На обоих были одинаковые самые простые белые футболки.

— А я сваливаю, — сказал Ярослав. — Чем дольше тянем, тем меньше шансов, что Хайлендер останется на месте.

— Теперь просто так свалить не получится, — сказал Амелин. — Ты борщ ел?

— Ну?

— Придется отрабатывать. Пойдешь завтра утром в поле морковку собирать.

— Ага. Сто раз. Обойдутся. Я им лучше заплачу.

— Они деньги не принимают. Тут другая валюта — честный самоотверженный труд.

— Мне сейчас не до шуток.

— Тебе всегда не до шуток, — проворчал Лёха. — Все твои проблемы, Яров, именно от этого.

— Посмотрел бы я на тебя, если бы у тебя машину угнали.

— Ну, блин, мне тоже Хайлендер жалко. Но что мы сейчас можем сделать?

— Идите сюда, — Ярослав поманил детей, но те снова насторожились.

— У кого из здешних машина есть?

— У Дяди Пети, Владимира Семеныча, Ларисы… — загибая пальцы, стала перечислять кудрявая девочка.

— Ведите меня к ним, — оборвал её Ярослав, доставая из кармана пятьсот рублей. — Я вам заплачу.

Дети вытаращили глаза и попятились.

— Дядя Петя здесь, — мальчик с расщелиной показал на дом, откуда мы только что вышли.

Ярослав требовательно посмотрел на нас.

— Кто со мной?

— Ладно, — согласился Тифон. — Мы вроде с дядей Петей познакомились уже.

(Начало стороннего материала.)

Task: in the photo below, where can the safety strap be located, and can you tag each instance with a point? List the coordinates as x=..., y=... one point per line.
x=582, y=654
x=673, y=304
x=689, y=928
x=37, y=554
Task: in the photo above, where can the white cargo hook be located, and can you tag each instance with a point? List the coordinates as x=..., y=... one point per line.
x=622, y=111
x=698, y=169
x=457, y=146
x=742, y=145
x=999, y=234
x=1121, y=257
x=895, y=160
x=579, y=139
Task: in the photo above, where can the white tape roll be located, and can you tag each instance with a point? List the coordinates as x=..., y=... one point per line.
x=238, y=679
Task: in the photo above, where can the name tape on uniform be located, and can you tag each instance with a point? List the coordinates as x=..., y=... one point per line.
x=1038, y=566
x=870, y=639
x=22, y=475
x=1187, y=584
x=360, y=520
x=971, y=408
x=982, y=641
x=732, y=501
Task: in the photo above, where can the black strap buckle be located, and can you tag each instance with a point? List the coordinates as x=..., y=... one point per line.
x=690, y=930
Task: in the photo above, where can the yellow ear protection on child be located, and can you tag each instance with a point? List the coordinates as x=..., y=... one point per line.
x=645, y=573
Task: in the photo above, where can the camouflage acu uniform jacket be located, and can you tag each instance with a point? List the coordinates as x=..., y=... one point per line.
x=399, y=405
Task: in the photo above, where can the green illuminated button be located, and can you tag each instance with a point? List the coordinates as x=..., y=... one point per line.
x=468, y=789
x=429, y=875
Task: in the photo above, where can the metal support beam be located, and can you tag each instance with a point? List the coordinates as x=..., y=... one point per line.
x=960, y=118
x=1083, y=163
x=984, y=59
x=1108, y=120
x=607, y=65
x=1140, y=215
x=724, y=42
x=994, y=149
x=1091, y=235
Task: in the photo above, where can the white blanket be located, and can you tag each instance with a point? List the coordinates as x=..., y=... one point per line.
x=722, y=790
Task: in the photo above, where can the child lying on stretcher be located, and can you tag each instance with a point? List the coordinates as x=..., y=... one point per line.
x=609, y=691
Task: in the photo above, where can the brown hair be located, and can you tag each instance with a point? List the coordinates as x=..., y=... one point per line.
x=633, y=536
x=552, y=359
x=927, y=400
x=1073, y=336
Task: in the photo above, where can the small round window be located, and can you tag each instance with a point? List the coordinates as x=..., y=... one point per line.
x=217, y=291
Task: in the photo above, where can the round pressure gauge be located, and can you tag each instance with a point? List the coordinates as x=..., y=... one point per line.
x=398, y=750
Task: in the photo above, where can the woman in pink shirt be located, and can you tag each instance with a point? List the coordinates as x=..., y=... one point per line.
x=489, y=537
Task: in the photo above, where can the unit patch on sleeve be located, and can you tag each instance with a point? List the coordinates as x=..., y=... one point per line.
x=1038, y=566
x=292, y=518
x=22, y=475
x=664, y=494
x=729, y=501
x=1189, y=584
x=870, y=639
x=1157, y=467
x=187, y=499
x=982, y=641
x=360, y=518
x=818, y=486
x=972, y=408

Постояв немного, Лёха кинулся за ними.

— Ой, что сейчас будет, — сказала кудрявая девочка.

— А что будет? — удивился Амелин.

— Дядя Петя сейчас ему задаст, — сказал мальчик.

— Он же деньги нам предлагал, — пояснила другая девочка. — Нам велено сразу рассказывать, если вдруг кто деньги предлагает. Только злые люди предлагают деньги, потому что больше дать другим им нечего.

— Они так детей приманивают, — шепотом добавила кудрявая. — Но мы не такие.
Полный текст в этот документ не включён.